Gli alberi del Boschetto

MATERA – I lavori in corso sulla pineta comunale del Parco del Castello rappresentano una prima azione utile a migliorare la qualità del verde urbano di Matera ed una fruizione sicura dello stesso. E’ quanto sostiene Carmine Cocca, presidente della Federazione degli Ordini dei Dottori Agronomi e Dottori Forestali di Basilicata. L’asportazione delle piante secche, malate o pericolanti, come quelle del Boschetto ma che a Matera sono presenti in maniera diffusa a causa di potature sbagliate nel passato o addirittura per l’assenza delle cure colturali di base, è la miglior forma di prevenzione dei pericoli di caduta, vera e propria minaccia per gli abitanti, come dimostrato anche ultimamente dagli eventi atmosferici.

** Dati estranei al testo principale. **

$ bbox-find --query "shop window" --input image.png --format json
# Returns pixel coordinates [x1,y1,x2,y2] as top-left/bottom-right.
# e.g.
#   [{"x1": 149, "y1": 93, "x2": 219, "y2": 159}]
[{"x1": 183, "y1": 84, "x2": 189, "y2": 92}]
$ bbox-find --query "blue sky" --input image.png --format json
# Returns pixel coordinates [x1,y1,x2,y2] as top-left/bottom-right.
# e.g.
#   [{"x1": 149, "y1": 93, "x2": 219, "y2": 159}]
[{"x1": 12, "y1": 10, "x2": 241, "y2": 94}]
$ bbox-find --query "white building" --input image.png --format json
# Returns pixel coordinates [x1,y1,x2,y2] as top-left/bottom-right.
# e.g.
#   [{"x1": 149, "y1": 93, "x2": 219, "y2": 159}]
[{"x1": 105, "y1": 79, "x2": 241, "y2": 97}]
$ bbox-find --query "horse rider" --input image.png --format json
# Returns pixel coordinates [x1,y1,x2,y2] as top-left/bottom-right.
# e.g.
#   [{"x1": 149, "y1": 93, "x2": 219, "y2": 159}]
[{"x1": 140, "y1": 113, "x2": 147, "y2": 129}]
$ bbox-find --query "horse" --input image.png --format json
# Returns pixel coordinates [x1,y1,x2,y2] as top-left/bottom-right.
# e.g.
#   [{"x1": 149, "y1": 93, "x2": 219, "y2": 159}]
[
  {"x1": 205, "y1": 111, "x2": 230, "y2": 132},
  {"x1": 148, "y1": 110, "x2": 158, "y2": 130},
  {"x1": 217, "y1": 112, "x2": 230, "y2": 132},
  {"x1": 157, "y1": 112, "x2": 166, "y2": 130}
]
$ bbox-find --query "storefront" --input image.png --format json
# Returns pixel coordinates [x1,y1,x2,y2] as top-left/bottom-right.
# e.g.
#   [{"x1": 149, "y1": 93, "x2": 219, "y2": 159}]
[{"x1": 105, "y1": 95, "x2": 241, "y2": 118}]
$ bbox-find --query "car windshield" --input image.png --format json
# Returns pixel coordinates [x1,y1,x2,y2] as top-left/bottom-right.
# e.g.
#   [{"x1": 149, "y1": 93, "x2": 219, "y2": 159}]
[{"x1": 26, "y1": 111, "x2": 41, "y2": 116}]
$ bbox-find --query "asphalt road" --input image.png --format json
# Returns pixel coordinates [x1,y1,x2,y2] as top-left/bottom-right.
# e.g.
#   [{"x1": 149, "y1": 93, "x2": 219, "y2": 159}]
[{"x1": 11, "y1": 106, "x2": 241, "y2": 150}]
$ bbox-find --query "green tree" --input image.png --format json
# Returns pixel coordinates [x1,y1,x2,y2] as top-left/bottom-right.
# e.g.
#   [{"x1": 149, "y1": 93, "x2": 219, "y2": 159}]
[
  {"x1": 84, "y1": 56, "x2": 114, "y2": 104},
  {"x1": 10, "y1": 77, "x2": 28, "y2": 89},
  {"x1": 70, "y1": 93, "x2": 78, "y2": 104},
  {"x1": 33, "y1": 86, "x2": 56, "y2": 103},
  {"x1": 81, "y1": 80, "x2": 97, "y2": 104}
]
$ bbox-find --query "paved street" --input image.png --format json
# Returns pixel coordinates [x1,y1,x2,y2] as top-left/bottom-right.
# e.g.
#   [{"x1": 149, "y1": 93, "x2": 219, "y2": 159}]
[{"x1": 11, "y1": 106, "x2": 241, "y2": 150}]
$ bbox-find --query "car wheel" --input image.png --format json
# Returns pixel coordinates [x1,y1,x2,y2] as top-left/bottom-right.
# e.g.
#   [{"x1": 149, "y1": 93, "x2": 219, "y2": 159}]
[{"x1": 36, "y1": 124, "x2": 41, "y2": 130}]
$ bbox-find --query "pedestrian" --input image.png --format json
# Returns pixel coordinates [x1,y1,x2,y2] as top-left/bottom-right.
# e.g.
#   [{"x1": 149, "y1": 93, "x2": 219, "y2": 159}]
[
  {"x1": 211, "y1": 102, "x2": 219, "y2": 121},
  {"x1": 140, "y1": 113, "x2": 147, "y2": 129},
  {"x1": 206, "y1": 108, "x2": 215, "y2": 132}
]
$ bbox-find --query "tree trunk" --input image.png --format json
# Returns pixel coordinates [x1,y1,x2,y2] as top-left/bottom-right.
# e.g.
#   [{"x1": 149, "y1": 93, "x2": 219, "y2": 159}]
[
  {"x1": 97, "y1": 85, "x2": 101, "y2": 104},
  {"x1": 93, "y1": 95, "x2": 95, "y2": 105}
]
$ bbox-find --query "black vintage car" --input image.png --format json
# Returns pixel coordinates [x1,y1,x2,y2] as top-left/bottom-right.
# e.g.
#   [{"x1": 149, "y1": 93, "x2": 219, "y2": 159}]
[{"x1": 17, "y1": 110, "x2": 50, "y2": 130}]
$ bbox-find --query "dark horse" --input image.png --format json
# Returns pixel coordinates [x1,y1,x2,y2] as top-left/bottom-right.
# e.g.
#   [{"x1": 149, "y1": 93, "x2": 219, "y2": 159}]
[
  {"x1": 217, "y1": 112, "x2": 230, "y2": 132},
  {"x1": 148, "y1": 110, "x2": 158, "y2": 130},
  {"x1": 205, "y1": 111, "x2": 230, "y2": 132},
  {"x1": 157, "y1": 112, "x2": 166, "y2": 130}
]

Sarebbe auspicabile, pertanto, che azioni di questo tipo dessero luogo ad una nuova fase di gestione del verde in tutta la città, visto che “a Matera, da tempo”, prosegue Cocca, “esiste un lavoro di monitoraggio commissionato dal Comune, che necessita di continuo aggiornamento per poter intervenire prontamente sulle piante malate per salvare, quando possibile, o sostituirle con essenze nuove e compatibili con l’ecosistema. Il discorso, per gli Agronomi e i Forestali materani, va anche oltre il piano squisitamente tecnico e si lega in modo stretto al dibattito attuale sul Piano Casa, e quindi in termini di equilibrio ambientale da assicurare, ma anche come valore aggiunto nel percorso “Matera 2019”. Questioni che Cocca, in rappresentanza degli Ordini in questione, auspica possano essere affrontate in un confronto avviato dall’amministrazione comunale con i tecnici e le associazioni ambientaliste, per studiare soluzioni di progettazione, gestione, manutenzione e valorizzazione del verde più oculate, che vedano protagoniste le piante e non il cemento, come spesso avviene nei parchi materani.